Industry experts in Sri Lanka highlight a persistent reluctance among citizens to adopt non-cash transactions, despite the widespread ownership of debit cards and mobile devices. This reluctance indicates the need for concerted efforts to bolster confidence in digital payment methods.
Mastercard Sri Lanka Director Mahesha Amarasuriya revealed that, on average, less than five transactions are conducted per day at Point of Sale (POS) terminals, despite the country boasting 111,205 such terminals as of September last year. Similarly, QR merchants register less than five transactions per quarter of a financial year.
Despite the circulation of 18.3 million debit cards, the average number of transactions per card for the entire year stands at a mere six.
Amarasuriya emphasized the necessity for collaboration among payment networks, financial institutions, fintech companies, and technology firms to expand the adoption of non-cash payment methods. He stressed that growing the digital payment ecosystem benefits all stakeholders.
Prof. Shantha Fernando from the Faculty of Engineering at the University of Moratuwa underscored the importance of banks aligning themselves with evolving technologies to meet customer expectations.

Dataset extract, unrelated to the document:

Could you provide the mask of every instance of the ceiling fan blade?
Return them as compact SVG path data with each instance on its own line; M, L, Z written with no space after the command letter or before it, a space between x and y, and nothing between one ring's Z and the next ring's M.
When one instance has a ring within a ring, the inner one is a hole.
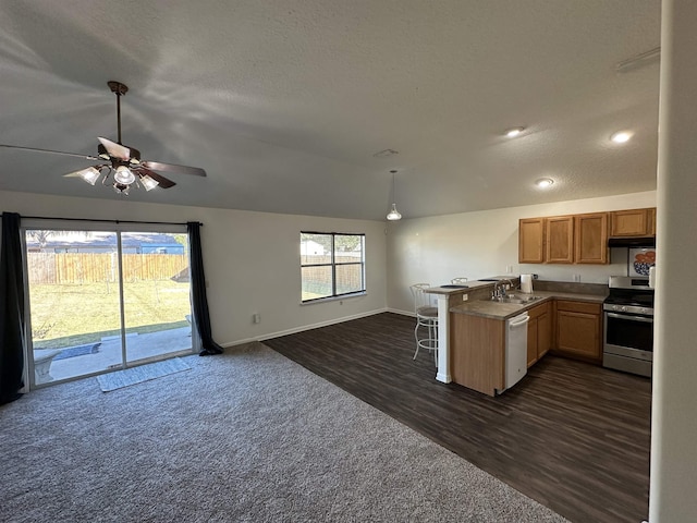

While acknowledging the high mobile penetration in Sri Lanka, Prof. Fernando noted that the adoption of new technologies remains low as a percentage of the population. He highlighted the increasing interest among Gen Z individuals in digital transactions, urging banks to proactively prepare for this shift in consumer behavior.
In light of technological advancements, Prof. Fernando cautioned against hastily embracing the latest innovations without ensuring their security and reliability. He advocated for a cautious approach, favouring tested solutions that have undergone sufficient stabilization to address potential glitches and shortcomings effectively.